EU Spin Me Right Round, Baby
Yeah I, I got to know your name
Well and I, could trace your private number baby
All I know is that to me
You look like you’re lots of fun
Open up your lovin’ arms
I want some
You spin me right round, baby
Right round like a record, baby — Dead or Alive
It didn’t use to be like this. Your P&L, your performance, didn’t depend on how well you were gaming the cycle of “Same Crisis as Yesterday, so Panic” to “Oh, The World Won’t Collapse Tomorrow, so Buy” over and over and over. And over.
It is time to panic about Greece and the Eurocrisis – The Cody Word …
Jan 27, 2012 – Seriously, if you were worried about Greece’s debt crisis and the …Cody Willard writes Revolution Investing for MarketWatch and posts the …
Now’s the time to panic about the EU crisis – The Cody Word …
Nov 30, 2011 – Cody Willard writes Revolution Investing for MarketWatch and posts the … /01/business/central-banks-move-together-to-ease-debt-crisis.html?

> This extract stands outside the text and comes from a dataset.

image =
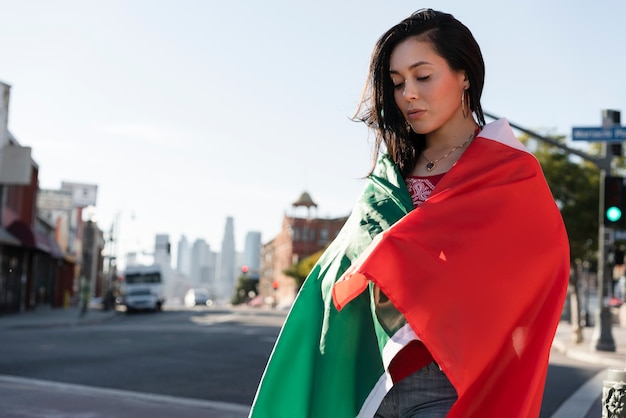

Remember the great Greek crisis — of May 2010? – The Cody Word … Jul 11, 2011 – the same thing during last month’s Greece crisis. …. Cody Willardwrites Revolution Investing for Marketwatch and posts the trades from his …
Alas, such is the stock market we live in today. And the markets here this morning, it’s a broken record yet again:
Spain Bedevils Markets Again
Spain continued to cast a long shadow over financial markets as a fresh selloff in Spanish bonds underscored concerns that the country may need a formal bailout.
And it’ll be an ugly open. As usual, I don’t think we should panic and indeed should try to buy the EU-crises panics like this, as we have been doing so successfully for the last, now year and a half. To be sure, I thought we’d have more space between this panicked sell-off and the last one, but it is what it is. Just Friday morning, I’d written, “I do think it’s getting closer to being more of a time to start trimming and building up our short hedges than to be so heavily long as we have been while prices were lower.” And I followed through with some selling as noted.
I still don’t think we should actually panic any more over Greece/Spain and the EU as a macro-economic issue or a major threat to either our own economy or the stock markets. The markets are all down since the advent of the EU after having been in growth mode for decades before that…but that doesn’t mean we won’t have a week or two of markets that slide lower.
And I’m not sure I’d call this pullback so far anything but a pullback. Remember my Top 3 signs that the market’s in a panicky sell off:
- The headlines are all dominated with gloom and doom and explanations and reasons that you should be panicking
- The bears I talk to are gloating and the bulls I talk to aren’t just selling, but selling their key holdings into the downturn and are sick to their stomachs.
- The sell-off, even at just 5%, is so straight down and so clearly full of panicky selling, that you can’t miss it.
That said, I’ll go back to what often drives the markets for the short-term — and that is fear. Who’s more scared, the bulls or the bears? The bulls are scared, the bears are thinking they’ve finally got their big crack. Again. Again. Again. Like they did every other time the markets have sold off over EU-debt crisis fears.
I’m not going to try to change my stance over any of this.